“Stop the count!”. Ou seja, parem a contagem! Foi o que o presidente dos EUA, Donald Trump, candidato à reeleição, tuitou na manhã de hoje (05), na tentativa desesperada de evitar que as apurações estaduais que definirão o novo dirigente do país finalizassem com resultados diferentes dos que ele almejava. Levando em conta a solidez das instituições norte-americanas, o apelo pode parecer fadado ao vazio (esperneio de mau perdedor), mas o recado precisa ser entendido mundo afora e com cautela.
O mesmo personagem que institucionalizou o disparo de fake news via redes sociais como estratégia obscena de campanha, para galgar o poder, inaugura um novo e vexatório capítulo para a História das democracias: o capítulo do mandatário candidato à reeleição que naturaliza o não reconhecimento do escrutínio, para protelar a consagração da vontade popular e, assim, continuar no poder. A iniciativa passa a borracha em duas premissas vitais para qualquer sistema democrático, o respeito à vontade coletiva e a resignação dos atores políticos à possibilidade de alternância. Indecência!
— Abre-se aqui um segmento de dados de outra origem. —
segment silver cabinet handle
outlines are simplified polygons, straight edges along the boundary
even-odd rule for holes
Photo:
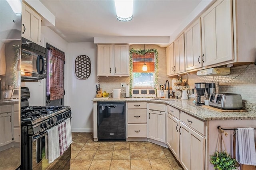
[[[190,122],[190,123],[193,123],[193,122],[192,122],[192,121],[190,121],[190,120],[188,120],[188,122]]]

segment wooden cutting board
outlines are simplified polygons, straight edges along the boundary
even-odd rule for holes
[[[240,110],[224,110],[223,109],[219,109],[218,108],[210,106],[202,105],[203,107],[207,108],[207,109],[215,110],[215,111],[219,111],[220,112],[245,112],[247,111],[246,110],[240,109]]]

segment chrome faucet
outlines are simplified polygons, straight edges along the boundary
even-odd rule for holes
[[[166,80],[165,82],[165,84],[164,84],[164,87],[165,88],[165,90],[166,90],[166,83],[168,83],[168,98],[170,99],[170,96],[172,96],[172,94],[171,94],[170,93],[170,83],[169,82],[169,81]]]

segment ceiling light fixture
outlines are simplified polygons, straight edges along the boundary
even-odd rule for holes
[[[148,70],[148,66],[147,66],[145,62],[145,55],[146,55],[146,53],[145,52],[145,44],[144,44],[144,64],[142,66],[142,71],[146,71]]]
[[[133,0],[115,0],[116,18],[121,21],[132,20]]]

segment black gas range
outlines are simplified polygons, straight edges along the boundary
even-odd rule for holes
[[[21,125],[28,126],[33,135],[44,131],[71,115],[69,106],[28,106],[20,111]]]
[[[29,90],[22,87],[21,94],[21,165],[20,169],[59,169],[56,165],[69,169],[71,147],[58,161],[49,164],[47,155],[46,131],[71,118],[69,106],[31,106],[28,104]],[[62,161],[60,164],[60,161]]]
É natural que, num Estado democrático, quem quer que se sinta injustiçado vá à Justiça para tentar restaurar seu direito, mas o que pretende o presidente Donald Trump não é promover a integridade do desejo popular expressado nas urnas. Ao contrário, ambiciona dar seguimento à estratégia antecipada, desde antes das eleições, de tumultuar o processo eleitoral, evitando a proclamação da vitória adversária, sabotando, descaradamente, a decisão soberana do povo. Trata-se de uma apropriação explícita dos meios institucionais providos pelo sistema democrático para sufocar a própria democracia. Não por acaso, Donald Trump vem apregoando, abertamente, que solicitará recontagem em todos os estados em que perder, indistintamente, sem amparo em qualquer motivação de ordem real que venha a pôr em risco a legitimidade do escrutínio. Na mesma toada, vem se obstando à conclusão dos trabalhos de apuração. As nações não podem interpretar os gestos como simples ausência de urbanidade, atributo que o presidente, ora candidato a continuar no cargo pelo tapetão, definitivamente não possui, mas como ameaça aos fundamentos democráticos.
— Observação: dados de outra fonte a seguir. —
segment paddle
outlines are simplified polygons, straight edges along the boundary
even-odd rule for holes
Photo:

Que as diversas instâncias judiciárias acionadas nos Estados Unidos (o Judiciário, como um todo) compreendam que o que busca Donald Trump, nesse momento, é desdenhar da Justiça, ato contínuo, fazendo de tolo o eleitor. A consequência inevitável do expediente, para além da perda na confiança das instituições, será o acirramento dos ânimos da população, com sérios riscos de instauração de clima de guerra civil nas ruas do país.
No Brasil, onde há poucos anos o Judiciário assentiu com um impeachment fortemente motivado pela negação de um mau perdedor a um resultado eleitoral, o qual, por sua vez, contribuiu com um sentimento de criminalização da política, que abriu portas para o êxito, via sufrágio, de uma proposta, assim como Donald Trump nos Estados Unidos, arredia à decência, sustentada em farta utilização de fake news, é fundamental diligência para contrapor-se a futuras artimanhas. A linha estratégica do licencioso presidente estadunidense inspira comportamentos por aqui.